You see, whereas in your car you had a rearview mirror and your blind spots were beside you, an RV is much different. In an RV, your mirrors give you full vision along your sides. But you have a massive blind spot behind you, and a smaller one directly in front of you.

Don't worry about what license is needed to drive an RV. Instead, worry about what kind of license the person tailgating you has. Following drivers are hard to see, so look for shadows on the road behind you.

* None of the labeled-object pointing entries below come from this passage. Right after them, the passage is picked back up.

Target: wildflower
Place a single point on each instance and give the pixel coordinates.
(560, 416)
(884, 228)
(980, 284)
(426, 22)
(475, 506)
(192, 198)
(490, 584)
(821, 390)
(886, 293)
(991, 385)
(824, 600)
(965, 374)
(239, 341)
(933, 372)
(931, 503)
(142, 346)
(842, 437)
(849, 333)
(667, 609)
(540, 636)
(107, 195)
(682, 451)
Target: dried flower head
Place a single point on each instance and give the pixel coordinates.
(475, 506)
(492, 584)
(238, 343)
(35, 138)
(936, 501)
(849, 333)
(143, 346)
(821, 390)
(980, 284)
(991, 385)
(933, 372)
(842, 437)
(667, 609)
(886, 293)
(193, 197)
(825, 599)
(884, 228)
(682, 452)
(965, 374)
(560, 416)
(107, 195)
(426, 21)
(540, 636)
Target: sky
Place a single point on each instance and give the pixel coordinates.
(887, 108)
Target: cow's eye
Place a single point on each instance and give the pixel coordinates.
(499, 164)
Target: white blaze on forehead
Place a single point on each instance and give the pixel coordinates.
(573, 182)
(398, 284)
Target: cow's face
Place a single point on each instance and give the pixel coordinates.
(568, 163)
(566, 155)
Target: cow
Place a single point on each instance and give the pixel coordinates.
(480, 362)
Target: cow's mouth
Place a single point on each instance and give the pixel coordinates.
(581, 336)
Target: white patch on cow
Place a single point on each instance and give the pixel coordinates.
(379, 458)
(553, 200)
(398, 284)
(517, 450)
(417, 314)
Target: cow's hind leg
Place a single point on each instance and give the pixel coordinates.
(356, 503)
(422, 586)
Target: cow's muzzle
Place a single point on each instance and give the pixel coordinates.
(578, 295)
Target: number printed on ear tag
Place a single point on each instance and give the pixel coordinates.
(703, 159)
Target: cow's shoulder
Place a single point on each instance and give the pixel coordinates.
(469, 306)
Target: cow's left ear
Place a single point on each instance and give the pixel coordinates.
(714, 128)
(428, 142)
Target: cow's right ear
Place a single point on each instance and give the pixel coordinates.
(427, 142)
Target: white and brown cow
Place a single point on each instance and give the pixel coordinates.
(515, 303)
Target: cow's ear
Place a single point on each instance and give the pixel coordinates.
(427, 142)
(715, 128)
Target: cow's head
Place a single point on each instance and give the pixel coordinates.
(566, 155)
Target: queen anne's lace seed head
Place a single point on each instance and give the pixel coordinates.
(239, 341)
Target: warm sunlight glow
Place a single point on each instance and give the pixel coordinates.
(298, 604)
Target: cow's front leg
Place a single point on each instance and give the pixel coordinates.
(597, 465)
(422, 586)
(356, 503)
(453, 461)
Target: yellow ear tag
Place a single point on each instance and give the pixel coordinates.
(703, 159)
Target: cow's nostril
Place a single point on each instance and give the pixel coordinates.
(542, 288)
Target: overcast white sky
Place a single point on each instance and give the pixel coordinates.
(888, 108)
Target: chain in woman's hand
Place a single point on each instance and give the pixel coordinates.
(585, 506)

Also, remember that you can't see directly in front of your RV. If there are kids or animals around, pay extra attention to the front before you pull forward.

Outta the way!​

You may not be too surprised to learn that a 15,000 pound RV takes a while to stop. In fact, speed and misjudged stopping distance is the number one cause of RV accidents in America.

Always assume that it will take at least 20 seconds to slow down for every 40 miles per hour of driving speed.

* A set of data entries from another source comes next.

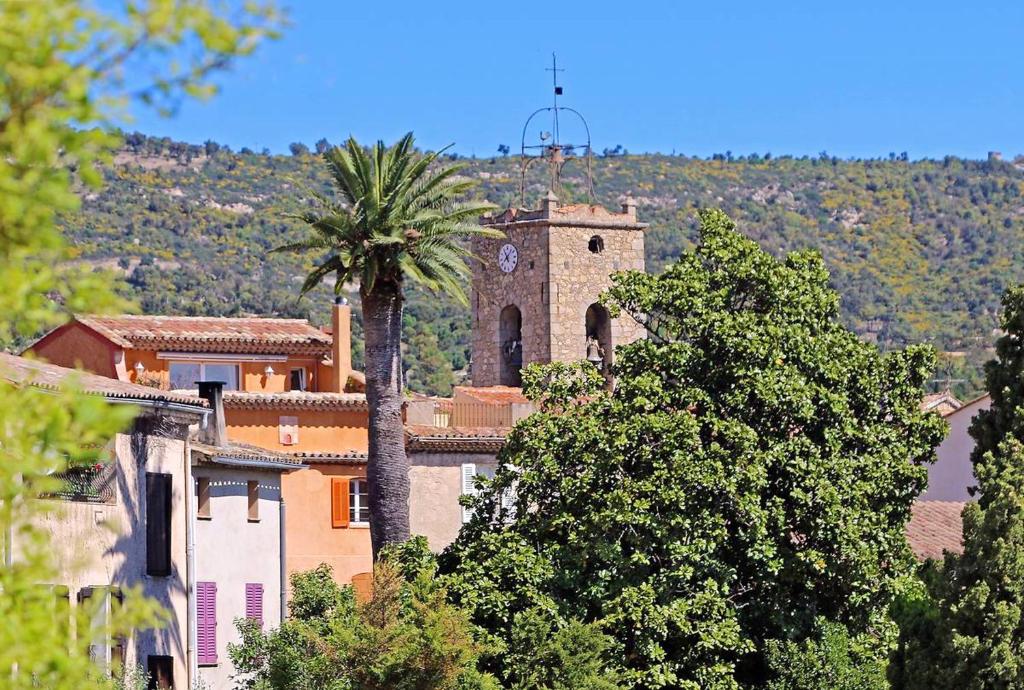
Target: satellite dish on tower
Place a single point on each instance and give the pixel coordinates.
(555, 153)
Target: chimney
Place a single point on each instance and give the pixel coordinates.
(549, 203)
(341, 345)
(630, 207)
(215, 432)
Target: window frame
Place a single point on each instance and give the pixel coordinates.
(206, 622)
(355, 505)
(252, 492)
(204, 507)
(202, 363)
(304, 381)
(163, 513)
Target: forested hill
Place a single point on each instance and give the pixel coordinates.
(920, 251)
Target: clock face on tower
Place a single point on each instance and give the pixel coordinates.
(508, 257)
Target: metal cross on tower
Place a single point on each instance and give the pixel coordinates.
(554, 70)
(551, 149)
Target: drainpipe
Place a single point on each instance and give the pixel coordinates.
(190, 567)
(283, 573)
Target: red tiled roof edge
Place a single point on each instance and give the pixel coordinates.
(211, 334)
(935, 527)
(455, 439)
(20, 371)
(294, 400)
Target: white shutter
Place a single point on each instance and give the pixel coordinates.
(468, 487)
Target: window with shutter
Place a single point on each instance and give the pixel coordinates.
(254, 502)
(161, 671)
(203, 509)
(119, 644)
(206, 622)
(288, 430)
(158, 524)
(358, 503)
(339, 502)
(254, 602)
(468, 487)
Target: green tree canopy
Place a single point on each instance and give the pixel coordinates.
(68, 69)
(971, 634)
(396, 216)
(406, 636)
(749, 480)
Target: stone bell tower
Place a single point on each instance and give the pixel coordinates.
(535, 291)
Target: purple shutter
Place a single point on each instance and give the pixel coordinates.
(206, 608)
(254, 602)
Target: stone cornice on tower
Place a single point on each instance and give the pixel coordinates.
(573, 215)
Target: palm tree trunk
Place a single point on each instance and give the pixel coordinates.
(387, 469)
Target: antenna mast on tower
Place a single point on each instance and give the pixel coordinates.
(551, 148)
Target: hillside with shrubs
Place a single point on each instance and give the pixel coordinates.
(920, 251)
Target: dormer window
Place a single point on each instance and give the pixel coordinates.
(185, 374)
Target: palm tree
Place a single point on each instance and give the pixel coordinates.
(395, 216)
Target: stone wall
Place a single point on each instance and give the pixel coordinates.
(493, 290)
(578, 278)
(436, 485)
(556, 279)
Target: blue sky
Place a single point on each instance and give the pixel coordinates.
(856, 79)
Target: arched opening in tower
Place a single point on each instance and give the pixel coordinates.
(598, 346)
(510, 337)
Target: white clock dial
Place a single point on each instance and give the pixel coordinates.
(508, 257)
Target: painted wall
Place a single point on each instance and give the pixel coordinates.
(320, 430)
(76, 346)
(952, 473)
(436, 485)
(104, 544)
(310, 537)
(231, 550)
(253, 377)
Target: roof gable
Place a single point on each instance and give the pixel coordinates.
(211, 334)
(22, 371)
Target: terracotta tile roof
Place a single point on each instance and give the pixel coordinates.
(346, 458)
(24, 371)
(935, 527)
(455, 439)
(497, 395)
(211, 334)
(245, 455)
(294, 400)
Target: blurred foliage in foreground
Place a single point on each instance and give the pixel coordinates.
(920, 251)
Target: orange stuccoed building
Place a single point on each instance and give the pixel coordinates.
(289, 387)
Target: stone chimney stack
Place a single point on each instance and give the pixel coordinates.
(630, 207)
(549, 203)
(216, 430)
(341, 346)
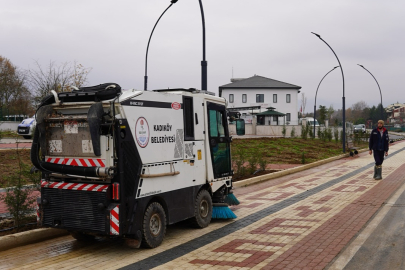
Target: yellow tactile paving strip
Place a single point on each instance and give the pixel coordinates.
(254, 246)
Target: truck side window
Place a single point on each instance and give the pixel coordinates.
(188, 114)
(216, 125)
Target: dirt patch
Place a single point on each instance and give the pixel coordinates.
(9, 163)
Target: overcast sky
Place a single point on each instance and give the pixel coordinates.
(268, 38)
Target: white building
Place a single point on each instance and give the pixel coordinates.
(263, 92)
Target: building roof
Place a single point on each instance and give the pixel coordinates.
(257, 82)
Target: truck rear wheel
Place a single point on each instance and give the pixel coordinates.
(202, 209)
(154, 225)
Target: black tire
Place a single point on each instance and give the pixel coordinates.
(79, 236)
(202, 209)
(154, 225)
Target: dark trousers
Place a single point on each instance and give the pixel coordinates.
(378, 157)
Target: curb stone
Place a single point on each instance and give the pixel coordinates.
(29, 237)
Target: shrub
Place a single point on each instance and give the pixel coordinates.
(241, 159)
(19, 198)
(304, 131)
(336, 134)
(328, 134)
(253, 160)
(262, 160)
(311, 133)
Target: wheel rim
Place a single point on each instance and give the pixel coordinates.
(204, 208)
(155, 224)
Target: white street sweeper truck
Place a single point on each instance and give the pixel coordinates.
(127, 163)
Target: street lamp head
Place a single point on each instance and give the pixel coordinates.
(316, 34)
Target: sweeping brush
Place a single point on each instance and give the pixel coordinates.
(230, 199)
(222, 211)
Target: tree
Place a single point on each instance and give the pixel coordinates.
(13, 89)
(60, 78)
(358, 111)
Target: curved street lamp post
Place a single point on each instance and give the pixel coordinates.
(317, 94)
(382, 115)
(145, 82)
(343, 98)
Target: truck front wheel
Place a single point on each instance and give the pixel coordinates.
(79, 236)
(202, 209)
(154, 225)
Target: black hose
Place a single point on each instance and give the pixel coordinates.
(12, 228)
(67, 169)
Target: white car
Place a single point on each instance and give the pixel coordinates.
(359, 128)
(27, 127)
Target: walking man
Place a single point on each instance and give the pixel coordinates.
(378, 144)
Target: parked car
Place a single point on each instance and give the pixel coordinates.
(27, 127)
(310, 121)
(359, 128)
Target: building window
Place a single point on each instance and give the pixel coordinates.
(230, 98)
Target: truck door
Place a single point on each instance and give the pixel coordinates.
(219, 140)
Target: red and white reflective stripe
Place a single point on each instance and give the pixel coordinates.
(74, 186)
(115, 221)
(81, 162)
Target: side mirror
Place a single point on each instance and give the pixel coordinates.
(240, 127)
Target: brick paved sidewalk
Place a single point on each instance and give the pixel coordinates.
(301, 221)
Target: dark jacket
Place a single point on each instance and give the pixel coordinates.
(378, 143)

For example, if you're doing 60 miles per hour, you need around 30 seconds to come to a complete stop. Keep plenty of distance between vehicles in front of you and resist the urge to speed.

Wave the flagger

Let's be honest. Driving forward is easy. But what do you do when you need to reverse?

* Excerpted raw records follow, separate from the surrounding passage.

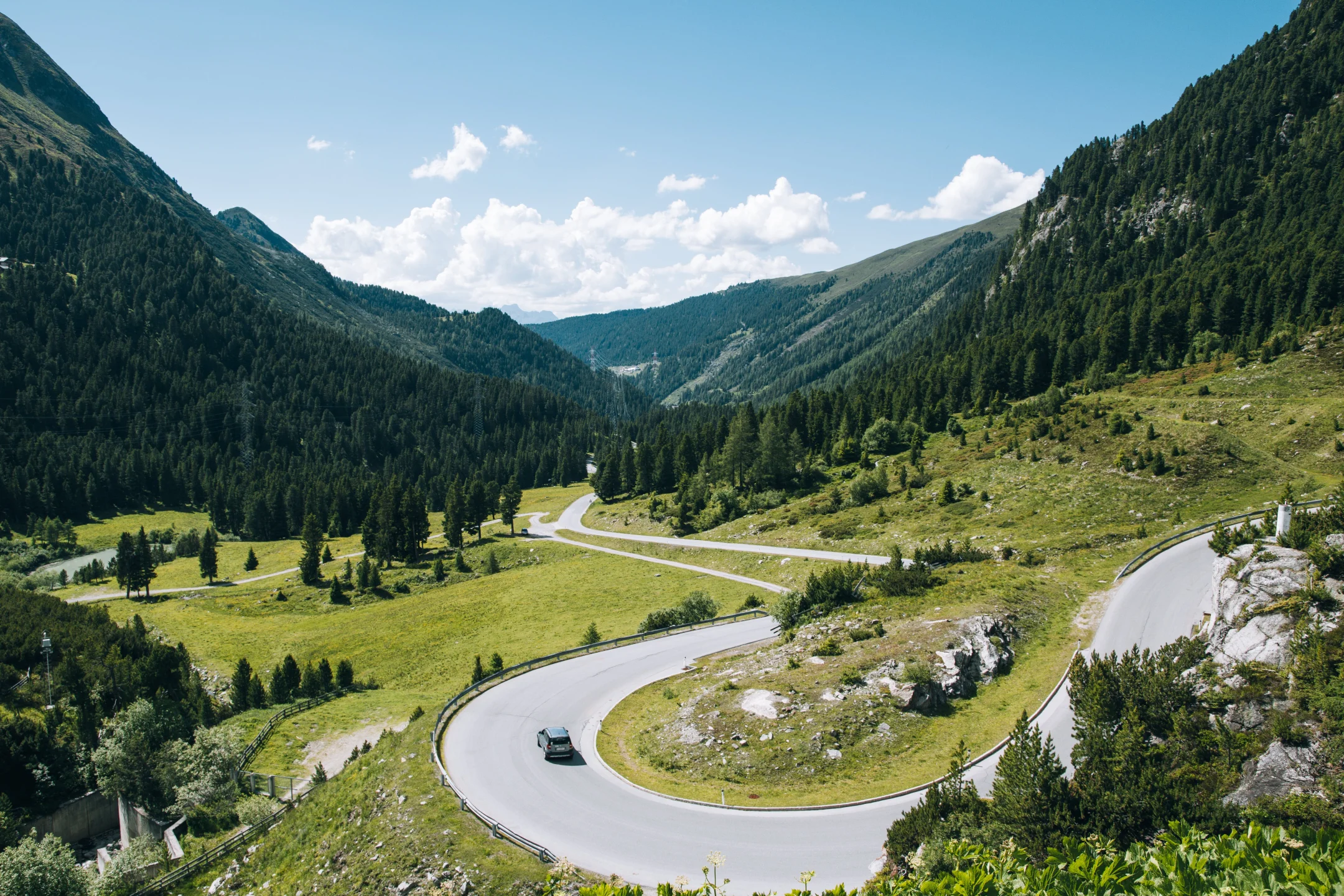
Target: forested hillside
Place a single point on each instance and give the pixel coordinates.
(135, 368)
(758, 342)
(1215, 227)
(42, 108)
(487, 342)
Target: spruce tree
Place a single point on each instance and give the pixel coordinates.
(1030, 796)
(511, 499)
(144, 563)
(241, 686)
(311, 562)
(293, 678)
(208, 556)
(455, 515)
(125, 562)
(279, 687)
(477, 508)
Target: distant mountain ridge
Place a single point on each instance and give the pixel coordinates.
(44, 109)
(765, 339)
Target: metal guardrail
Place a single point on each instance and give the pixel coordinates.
(164, 882)
(292, 709)
(1199, 530)
(488, 681)
(182, 872)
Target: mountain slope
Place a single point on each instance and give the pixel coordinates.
(765, 339)
(1220, 227)
(42, 108)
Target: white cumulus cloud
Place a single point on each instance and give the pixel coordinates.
(671, 184)
(984, 187)
(468, 154)
(515, 138)
(590, 261)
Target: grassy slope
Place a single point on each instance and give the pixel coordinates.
(355, 834)
(1081, 520)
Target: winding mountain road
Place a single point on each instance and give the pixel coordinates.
(572, 519)
(585, 812)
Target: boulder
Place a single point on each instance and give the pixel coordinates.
(984, 652)
(1279, 772)
(1237, 632)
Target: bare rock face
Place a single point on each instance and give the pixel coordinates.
(1238, 630)
(1277, 773)
(984, 652)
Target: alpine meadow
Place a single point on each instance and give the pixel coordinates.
(1007, 559)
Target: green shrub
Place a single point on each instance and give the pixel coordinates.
(256, 809)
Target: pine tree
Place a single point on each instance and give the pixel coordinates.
(309, 564)
(455, 515)
(241, 686)
(144, 563)
(208, 556)
(477, 506)
(293, 678)
(416, 523)
(125, 562)
(345, 673)
(511, 499)
(1030, 796)
(311, 684)
(279, 687)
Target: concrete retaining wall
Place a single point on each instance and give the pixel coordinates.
(80, 817)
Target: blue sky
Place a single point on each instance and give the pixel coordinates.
(319, 117)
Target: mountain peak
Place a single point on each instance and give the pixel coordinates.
(254, 230)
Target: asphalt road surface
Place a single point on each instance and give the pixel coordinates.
(597, 820)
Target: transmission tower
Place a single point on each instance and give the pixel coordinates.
(245, 418)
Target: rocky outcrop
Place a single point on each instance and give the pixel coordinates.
(1248, 585)
(984, 652)
(1279, 772)
(980, 650)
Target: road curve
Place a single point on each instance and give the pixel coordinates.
(572, 519)
(597, 820)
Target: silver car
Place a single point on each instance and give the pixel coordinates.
(556, 743)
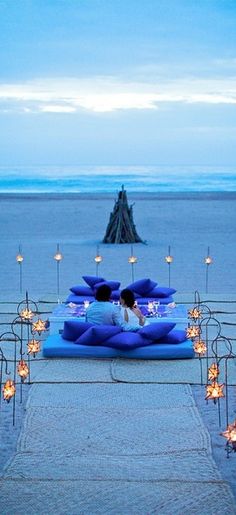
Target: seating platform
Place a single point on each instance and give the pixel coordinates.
(57, 347)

The answer is, use a flagger.

A flagger is someone who stands behind your RV and, using hand signals, directs your reverse. They can also stop people from walking behind your RV while you back out.

Forget what license is required to drive an RV. Instead, what kind of person can be a flagger?

graphic illustration of a flagger

Image Source: Pixabay.com

A good rule of thumb is that anyone over 14 years of age can help you out. Also, if they can wear something bright, like a shirt or a hat that stands out, it's better. For nighttime reversing, make sure they have a flashlight.

Mind your head

Finally, you need to remember one crucial fact before you hit the road in your RV. That is, you're nearly 14 feet tall! That means bridges and gas stations are your enemies.

Pay extreme attention to the posted heights of low-hanging structures. Also, use your best judgment if there are no signs posted.

When it comes to fueling up, visit truck stops instead of regular gas stations.

Are You Ready for the Road?

So, what license is needed to drive an RV? For the most part, your regular driver's license will suffice. Unless you've got your hands on a massive Class-A RV, in which case you'll need a special permit.

Otherwise, follow the tips above, stock up on fire extinguishers, safety chains, and flares, and be sure to check the regulations of any states you're visiting along the way. And don't forget to enjoy yourself!